# Hand painted Maltese glasses



## Chloes mom (Jul 24, 2012)

I attended the Northcentral Maltese rescue picnic yesterday and would just like to say thank you to the very talented person that donated the hand painted Maltese glasses! We bid on two of the pilsner beer glasses that were in a basket along with two bottles of beer. Tonight while sitting on our porch we got to test them out and we love them! I do not know who painted them but I was told that someone from Spoiled Maltese donated them, I can tell you that they were a hit for the auction and made some much needed funds to help save even more dogs! :aktion033:


----------



## Ann Mother (Dec 18, 2013)

How nice . Can you post a pic of them?


Sent from Petguide.com Free App


----------



## maggieh (Dec 16, 2007)

Those would be from our very own Laura (LuvMyBoys)! Several of us are enjoying beverages from her work! 

Many thanks to her!


----------



## lydiatug (Feb 21, 2012)

I love Laura's wine glasses and hope someday to be a proud owner


----------



## CorkieYorkie (Apr 10, 2012)

I want some too!!!! :w00t:


Sent from Petguide.com Free App


----------



## maggieh (Dec 16, 2007)

CorkieYorkie said:


> I want some too!!!! :w00t:
> 
> 
> Sent from Petguide.com Free App


So come next year!


----------



## The A Team (Dec 1, 2005)

I am also a proud owner of some of Laura's adorable painted wine glasses!
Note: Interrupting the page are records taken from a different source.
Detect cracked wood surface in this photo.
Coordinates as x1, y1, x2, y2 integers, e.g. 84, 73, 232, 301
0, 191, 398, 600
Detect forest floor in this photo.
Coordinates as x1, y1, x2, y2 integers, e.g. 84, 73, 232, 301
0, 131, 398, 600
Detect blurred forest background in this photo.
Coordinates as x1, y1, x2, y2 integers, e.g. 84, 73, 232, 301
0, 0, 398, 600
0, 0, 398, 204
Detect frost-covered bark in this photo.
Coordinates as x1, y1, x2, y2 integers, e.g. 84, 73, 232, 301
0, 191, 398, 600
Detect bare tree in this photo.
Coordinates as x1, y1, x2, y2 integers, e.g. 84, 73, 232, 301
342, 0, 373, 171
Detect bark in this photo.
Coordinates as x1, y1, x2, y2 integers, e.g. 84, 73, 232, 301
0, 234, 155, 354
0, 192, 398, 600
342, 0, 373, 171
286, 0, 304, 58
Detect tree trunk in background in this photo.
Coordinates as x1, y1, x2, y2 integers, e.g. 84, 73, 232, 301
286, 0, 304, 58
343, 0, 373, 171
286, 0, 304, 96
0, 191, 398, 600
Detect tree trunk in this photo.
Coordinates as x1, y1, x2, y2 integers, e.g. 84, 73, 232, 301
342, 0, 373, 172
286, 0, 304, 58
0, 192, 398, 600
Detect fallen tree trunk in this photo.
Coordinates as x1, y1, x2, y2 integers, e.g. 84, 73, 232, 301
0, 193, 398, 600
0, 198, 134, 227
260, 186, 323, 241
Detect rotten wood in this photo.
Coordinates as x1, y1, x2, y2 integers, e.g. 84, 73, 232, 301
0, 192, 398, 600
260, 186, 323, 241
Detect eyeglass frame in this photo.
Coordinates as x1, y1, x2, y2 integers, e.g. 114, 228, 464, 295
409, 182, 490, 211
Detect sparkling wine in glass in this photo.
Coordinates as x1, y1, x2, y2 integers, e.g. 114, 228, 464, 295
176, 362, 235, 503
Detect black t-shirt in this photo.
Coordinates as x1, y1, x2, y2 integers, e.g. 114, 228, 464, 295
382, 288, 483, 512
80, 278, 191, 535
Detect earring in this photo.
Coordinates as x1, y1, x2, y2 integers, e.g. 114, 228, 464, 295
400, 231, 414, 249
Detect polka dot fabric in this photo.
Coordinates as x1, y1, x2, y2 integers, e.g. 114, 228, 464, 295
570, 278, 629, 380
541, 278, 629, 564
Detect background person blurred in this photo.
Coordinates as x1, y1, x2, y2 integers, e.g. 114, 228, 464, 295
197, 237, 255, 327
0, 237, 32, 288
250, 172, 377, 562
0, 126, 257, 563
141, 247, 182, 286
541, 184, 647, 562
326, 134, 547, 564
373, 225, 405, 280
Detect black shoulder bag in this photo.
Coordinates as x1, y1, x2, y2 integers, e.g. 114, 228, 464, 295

....just don't put them in the dish washer! Stan put mine in it and ruined it...but luckily for me, Laura saw my post about it on FB and send me more! Love her.:wub:


----------



## Maglily (Feb 3, 2009)

Lucky you! they are so nice.


----------



## lydiatug (Feb 21, 2012)

Maybe we can get lucky and win some at our SM Rescue Raffle?????


----------



## Madison's Mom (Dec 26, 2007)

Yay Laura!


----------



## pammy4501 (Aug 8, 2007)

I also won two of Laura's adorable creations at the Rescue Raffle at National's! Laura generously donated a number of her glasses and cups for AMAR!


----------



## Lacie's Mom (Oct 11, 2006)

I am also honored to have one of her wine glasses and I LOVE it. It's very special.


----------



## Abbey & Me (Jun 25, 2014)

Is there anywhere I could buy these glasses? I know my boyfriends mother would ADORE these!


----------



## maltese manica (Nov 6, 2012)

I as well have always admired the glasses too!


----------